National planning for public library service: the work and ideas of Lionel McColvin
Library Trends, Spring, 2004 by Alistair Black
Unlike in the First World War, the government recognized from an early stage how public libraries could act as an antidote to psychological stress on the home front. In 1940, at the behest of a Ministry of Labour anxious to improve the welfare of industrial workers in the interest of production, the Board of Education issued a memorandum to library authorities, calling their attention to the importance of maintaining and, if possible, extending their services. (11) The memorandum explained that "The public libraries afford recreation and instruction to vast numbers of readers and, when the hours of darkness come and the possibilities of outdoor recreation are less, increasing numbers will find in books a relief from the strain of war work and war conditions." (12)
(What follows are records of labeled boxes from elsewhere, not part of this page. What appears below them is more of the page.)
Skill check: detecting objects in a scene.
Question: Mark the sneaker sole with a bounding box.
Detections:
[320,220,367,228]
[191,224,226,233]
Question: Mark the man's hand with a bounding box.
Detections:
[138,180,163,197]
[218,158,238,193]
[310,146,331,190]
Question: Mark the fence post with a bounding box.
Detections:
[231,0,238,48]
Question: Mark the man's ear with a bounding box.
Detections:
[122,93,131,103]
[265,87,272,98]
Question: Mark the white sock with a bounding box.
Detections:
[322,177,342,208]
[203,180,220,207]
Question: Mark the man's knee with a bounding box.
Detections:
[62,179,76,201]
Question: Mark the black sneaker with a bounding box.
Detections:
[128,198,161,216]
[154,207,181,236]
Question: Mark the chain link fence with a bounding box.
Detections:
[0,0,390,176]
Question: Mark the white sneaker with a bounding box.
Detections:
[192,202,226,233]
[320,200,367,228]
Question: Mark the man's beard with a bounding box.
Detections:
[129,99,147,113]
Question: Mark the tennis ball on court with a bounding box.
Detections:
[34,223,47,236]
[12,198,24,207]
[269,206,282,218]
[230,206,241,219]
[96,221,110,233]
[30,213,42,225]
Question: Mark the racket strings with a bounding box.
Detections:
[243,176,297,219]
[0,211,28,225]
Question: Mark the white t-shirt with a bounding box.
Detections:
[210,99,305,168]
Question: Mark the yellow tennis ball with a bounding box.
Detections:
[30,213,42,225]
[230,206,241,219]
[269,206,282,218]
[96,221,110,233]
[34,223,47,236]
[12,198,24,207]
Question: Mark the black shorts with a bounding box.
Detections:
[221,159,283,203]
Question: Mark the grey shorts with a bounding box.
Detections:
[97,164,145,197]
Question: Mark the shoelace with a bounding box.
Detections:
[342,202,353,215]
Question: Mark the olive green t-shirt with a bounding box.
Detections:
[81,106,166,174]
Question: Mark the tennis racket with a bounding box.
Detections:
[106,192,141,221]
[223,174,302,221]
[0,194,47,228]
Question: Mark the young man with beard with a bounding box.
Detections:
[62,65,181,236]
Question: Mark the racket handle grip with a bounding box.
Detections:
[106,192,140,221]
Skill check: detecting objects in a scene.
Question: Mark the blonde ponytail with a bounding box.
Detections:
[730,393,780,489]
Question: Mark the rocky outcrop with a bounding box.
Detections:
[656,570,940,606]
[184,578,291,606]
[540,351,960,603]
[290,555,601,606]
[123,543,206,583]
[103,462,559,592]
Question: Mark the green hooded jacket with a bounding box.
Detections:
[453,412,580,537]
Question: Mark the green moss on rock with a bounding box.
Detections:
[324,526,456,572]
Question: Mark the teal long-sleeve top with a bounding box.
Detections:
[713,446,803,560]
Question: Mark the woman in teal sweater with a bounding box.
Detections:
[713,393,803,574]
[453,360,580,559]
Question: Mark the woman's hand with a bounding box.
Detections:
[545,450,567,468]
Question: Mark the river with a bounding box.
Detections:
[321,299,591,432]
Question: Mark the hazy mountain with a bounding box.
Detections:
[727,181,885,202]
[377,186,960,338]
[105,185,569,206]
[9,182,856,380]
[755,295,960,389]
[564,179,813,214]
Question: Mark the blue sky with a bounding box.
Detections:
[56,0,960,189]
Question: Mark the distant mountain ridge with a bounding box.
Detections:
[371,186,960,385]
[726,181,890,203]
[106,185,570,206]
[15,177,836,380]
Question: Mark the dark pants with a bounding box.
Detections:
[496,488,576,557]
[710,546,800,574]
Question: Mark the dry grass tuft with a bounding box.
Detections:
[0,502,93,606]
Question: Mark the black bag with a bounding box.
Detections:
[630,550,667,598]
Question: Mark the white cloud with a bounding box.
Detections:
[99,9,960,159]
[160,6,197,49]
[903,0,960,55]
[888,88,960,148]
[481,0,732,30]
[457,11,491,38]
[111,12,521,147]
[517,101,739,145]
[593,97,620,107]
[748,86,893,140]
In most places, although not everywhere, wartime conditions brought with it the boom in reading and library activity that the government had hoped for. Book loans soared. The blackouts and air raids produced a minor revolution in public library opening hours: earlier opening, reduced half-day closing, and some Sunday opening. Further flexibility in the operation of services was evident in the availability of extra lending tickets and the prolongation of loan periods. The reading boom appeared to maintain its momentum throughout the war: "Blitz or no Blitz--the demand for books goes up," trumpeted the Daily Express in 1944. (13) The public library was believed to have an important role to play in relieving the stresses and strains of war. The editor of the Library Association Recordwrote in the depths of the national crisis of May 1940 that "Books in war time can be a refuge into which we make our way to escape the slings and arrows of outrageous conflict ... a storehouse from which to draw sure knowledge and rich emotion to clarify our minds and strengthen our souls for the tasks to which we
have set our hand" (Smith, 1940, p. 133).
McColvin and others in the library movement recognized that the boom in reading and in library use provided a fertile soil in which new plans for the public library could be planted and, hopefully, grow. Renewed faith in the public library's popularity boosted confidence in the possibility of further, fundamental advance. After all, if popularity and use could be achieved without extra financial investment, as had been the case since the start of the war, think what could be done if the service were to receive significant new resources?
Reconstruction and the Sense of Renewal
In explaining that "we fight not for a world fit for heroes but for a world fit for ordinary people to live in freely and fully," McColvin was reflecting a wider sense of the hope for, and possibility of, renewal that swept the nation, certainly from 1942 onwards (MR, p. v). McColvin was inspired not just by the prospect of reconstruction but of revivification also. He urged the deployment of "the utmost vision and foresight" if opportunities were not to be lost in achieving postwar improvement (MR, p. v).